Considering they were starting out at near zero, ie their was nothing else even close on the market coming out of a garage they had to be fighting complexity at every turn that the big firms already had a handle on. Consider that a sophomore at college today could design a product with a 50000 gate FPGA in their dorm, I think its more apples and oranges deal than a huge barrier. In addition, I think we’ve been conditioned to think of innovation as evolution, rather than breakthrough when it comes to process issues.
5. Mega Corporations
Then as now they are for the most part non-issues, until you have significant visibility. And once you have significant visibility, you can afford the legal team to deal with them. On the other hand, there are lots of squabbles of $5M firms trying to dick with other $5M firms, all the while both sides lawyers get rich.

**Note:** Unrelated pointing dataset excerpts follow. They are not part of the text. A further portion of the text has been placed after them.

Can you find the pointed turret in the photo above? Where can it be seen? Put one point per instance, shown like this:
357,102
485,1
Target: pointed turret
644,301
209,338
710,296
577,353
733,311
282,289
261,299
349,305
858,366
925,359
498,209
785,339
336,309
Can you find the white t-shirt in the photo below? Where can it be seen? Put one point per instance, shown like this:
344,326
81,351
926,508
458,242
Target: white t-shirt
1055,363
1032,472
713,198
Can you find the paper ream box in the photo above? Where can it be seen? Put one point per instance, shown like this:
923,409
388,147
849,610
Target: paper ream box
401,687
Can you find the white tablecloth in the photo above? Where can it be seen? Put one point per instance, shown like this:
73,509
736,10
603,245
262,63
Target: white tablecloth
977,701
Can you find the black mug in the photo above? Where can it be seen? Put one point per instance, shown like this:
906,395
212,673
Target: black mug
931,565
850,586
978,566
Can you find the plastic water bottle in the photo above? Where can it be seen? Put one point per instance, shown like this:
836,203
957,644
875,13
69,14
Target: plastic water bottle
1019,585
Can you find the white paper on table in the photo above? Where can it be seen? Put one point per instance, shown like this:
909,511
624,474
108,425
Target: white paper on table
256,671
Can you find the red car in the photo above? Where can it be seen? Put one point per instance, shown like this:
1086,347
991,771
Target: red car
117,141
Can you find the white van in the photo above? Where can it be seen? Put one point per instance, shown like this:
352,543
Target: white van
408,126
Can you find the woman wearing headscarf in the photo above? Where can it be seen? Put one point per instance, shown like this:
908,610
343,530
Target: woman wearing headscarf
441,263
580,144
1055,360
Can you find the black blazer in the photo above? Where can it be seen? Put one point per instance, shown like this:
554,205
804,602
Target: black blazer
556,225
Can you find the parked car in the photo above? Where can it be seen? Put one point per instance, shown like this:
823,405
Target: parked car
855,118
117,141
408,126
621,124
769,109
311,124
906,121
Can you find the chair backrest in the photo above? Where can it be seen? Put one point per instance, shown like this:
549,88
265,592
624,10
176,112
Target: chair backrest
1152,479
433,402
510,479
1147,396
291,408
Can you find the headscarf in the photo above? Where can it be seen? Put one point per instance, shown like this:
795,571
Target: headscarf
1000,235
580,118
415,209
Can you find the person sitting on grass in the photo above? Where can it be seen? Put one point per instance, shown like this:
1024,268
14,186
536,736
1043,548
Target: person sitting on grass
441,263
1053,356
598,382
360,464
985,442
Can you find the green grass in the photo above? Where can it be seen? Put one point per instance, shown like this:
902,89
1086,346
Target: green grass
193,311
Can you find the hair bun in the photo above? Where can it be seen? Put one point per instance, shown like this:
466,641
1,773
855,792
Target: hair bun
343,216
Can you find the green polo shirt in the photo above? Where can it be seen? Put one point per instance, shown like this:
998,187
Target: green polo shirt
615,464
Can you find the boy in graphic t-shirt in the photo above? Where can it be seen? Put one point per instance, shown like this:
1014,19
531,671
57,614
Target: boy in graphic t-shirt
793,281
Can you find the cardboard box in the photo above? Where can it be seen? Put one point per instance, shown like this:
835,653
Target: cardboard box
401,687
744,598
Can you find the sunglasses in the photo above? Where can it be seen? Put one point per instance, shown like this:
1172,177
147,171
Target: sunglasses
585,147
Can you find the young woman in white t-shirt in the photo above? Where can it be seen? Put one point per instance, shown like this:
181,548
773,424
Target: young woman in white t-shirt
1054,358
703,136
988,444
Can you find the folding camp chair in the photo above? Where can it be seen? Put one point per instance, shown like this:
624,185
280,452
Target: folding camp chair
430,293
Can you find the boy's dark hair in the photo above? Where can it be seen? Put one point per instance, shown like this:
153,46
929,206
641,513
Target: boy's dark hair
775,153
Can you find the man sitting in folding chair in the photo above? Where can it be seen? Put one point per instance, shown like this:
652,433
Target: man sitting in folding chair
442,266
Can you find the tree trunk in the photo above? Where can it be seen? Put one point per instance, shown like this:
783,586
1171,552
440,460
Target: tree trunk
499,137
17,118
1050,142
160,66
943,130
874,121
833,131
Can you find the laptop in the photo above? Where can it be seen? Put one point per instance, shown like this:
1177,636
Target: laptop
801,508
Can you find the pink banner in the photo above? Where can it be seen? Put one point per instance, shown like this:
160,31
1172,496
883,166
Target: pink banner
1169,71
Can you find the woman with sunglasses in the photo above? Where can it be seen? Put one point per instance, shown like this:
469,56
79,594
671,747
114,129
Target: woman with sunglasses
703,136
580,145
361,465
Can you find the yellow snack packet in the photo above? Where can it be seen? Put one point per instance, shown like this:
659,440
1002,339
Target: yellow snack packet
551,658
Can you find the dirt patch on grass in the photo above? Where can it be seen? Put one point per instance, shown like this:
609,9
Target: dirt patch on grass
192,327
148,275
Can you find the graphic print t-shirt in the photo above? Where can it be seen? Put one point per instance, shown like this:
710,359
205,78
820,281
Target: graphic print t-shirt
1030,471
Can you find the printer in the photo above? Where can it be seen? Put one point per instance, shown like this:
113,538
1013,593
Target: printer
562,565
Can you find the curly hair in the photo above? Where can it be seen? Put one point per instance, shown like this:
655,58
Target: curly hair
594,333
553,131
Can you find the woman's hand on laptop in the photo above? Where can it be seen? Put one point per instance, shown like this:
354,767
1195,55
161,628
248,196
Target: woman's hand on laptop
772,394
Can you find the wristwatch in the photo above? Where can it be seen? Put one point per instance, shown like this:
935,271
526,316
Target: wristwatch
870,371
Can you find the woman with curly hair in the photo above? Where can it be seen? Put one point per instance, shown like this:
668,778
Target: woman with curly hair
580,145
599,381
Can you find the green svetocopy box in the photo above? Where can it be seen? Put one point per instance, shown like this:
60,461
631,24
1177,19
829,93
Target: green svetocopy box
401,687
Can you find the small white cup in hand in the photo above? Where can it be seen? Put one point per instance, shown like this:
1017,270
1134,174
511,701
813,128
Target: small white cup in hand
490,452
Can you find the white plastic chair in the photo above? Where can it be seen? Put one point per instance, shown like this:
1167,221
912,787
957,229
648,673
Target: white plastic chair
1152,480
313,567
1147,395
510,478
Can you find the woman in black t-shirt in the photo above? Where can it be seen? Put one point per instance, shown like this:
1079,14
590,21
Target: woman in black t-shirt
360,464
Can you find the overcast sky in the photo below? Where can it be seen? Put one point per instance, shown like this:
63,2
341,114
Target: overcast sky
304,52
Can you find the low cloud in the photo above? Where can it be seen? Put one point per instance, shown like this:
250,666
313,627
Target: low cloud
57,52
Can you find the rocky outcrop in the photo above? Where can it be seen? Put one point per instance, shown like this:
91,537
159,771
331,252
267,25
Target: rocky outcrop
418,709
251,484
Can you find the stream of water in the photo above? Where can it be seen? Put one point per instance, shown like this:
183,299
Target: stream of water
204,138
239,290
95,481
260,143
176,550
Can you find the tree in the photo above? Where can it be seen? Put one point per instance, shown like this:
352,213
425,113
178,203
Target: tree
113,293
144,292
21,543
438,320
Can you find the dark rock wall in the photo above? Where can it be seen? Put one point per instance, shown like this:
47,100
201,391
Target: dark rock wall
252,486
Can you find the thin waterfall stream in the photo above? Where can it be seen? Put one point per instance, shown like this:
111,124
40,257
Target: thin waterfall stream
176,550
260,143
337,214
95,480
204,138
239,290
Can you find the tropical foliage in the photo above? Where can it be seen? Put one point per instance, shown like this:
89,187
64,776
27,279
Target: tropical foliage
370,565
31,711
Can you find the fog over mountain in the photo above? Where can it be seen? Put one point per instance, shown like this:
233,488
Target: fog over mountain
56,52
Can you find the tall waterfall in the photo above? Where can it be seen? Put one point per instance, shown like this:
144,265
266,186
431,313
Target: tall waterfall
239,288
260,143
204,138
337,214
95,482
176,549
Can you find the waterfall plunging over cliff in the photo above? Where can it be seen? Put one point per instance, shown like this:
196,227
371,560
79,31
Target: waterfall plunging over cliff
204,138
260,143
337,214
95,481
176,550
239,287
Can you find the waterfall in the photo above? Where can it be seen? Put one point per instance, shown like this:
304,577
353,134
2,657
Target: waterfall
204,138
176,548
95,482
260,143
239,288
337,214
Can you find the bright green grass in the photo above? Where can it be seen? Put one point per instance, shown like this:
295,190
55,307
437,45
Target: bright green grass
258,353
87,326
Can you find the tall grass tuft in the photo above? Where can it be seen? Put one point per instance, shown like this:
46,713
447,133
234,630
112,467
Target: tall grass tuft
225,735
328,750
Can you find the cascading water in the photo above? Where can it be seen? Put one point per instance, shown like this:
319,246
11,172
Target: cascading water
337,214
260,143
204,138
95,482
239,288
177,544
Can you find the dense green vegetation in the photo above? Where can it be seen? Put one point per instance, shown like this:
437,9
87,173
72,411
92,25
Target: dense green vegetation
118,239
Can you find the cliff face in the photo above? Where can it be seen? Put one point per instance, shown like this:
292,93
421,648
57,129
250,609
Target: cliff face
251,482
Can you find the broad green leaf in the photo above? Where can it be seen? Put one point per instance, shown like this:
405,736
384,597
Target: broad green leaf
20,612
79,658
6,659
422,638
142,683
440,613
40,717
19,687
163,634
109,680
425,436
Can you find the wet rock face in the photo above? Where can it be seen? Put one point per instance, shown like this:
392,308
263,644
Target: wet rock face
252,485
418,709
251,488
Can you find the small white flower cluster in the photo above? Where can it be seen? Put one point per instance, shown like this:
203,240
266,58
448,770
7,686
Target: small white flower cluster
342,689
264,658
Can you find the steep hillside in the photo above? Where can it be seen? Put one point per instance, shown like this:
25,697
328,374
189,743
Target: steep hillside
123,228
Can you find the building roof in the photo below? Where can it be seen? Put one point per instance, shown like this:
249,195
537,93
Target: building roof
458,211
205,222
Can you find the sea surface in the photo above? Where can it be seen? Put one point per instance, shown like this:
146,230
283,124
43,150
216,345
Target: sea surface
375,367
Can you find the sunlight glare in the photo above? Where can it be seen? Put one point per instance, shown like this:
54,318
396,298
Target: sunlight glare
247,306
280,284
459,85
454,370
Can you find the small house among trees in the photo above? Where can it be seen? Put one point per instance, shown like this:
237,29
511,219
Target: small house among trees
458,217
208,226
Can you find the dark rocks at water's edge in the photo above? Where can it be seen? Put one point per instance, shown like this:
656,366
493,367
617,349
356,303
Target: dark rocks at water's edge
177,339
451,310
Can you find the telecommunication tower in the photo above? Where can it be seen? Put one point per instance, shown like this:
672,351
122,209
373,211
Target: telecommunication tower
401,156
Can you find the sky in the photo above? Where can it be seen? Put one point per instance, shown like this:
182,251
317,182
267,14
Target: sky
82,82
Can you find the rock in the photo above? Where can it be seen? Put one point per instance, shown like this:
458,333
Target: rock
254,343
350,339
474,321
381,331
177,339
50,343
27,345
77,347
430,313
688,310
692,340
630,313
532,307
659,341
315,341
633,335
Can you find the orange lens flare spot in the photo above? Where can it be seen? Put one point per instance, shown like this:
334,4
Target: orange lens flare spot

The big deal is anti-competitive regulations which protect the mega corp and kill off startups (unless they have huge pockets to either work around or buy their way out of them). Case in point, it takes a full team of people just to deal with the FDA paper work when in the medical arena (short of pre-1976 grandfathering). While not as bad, the FCC and CE headaches are a huge expense before one even gets rolling, all the while its pretty obvious many FCC and CE compliant products if tested in real life situations would crash and burn. Throw in zoning and shipping restrictions that reach out to a 2032 battery, as well as any and all process chemicals and its a real mess.
Its it easier today… sort of, its more so things are so very different. The big thing imho is to find an arena where regs and such have yet to have a great impact, and for those, the sky literally is the limit.
The biggest thing I think is that todays society is exceedingly risk averse. I dont know how many folks walked away from their business when they were unwilling to bet the farm to to speak. In some cases, such was probably a good call… but in others, far too many promising startups who had products, had a market, and even had sales, just walked away as the risk seemed to high.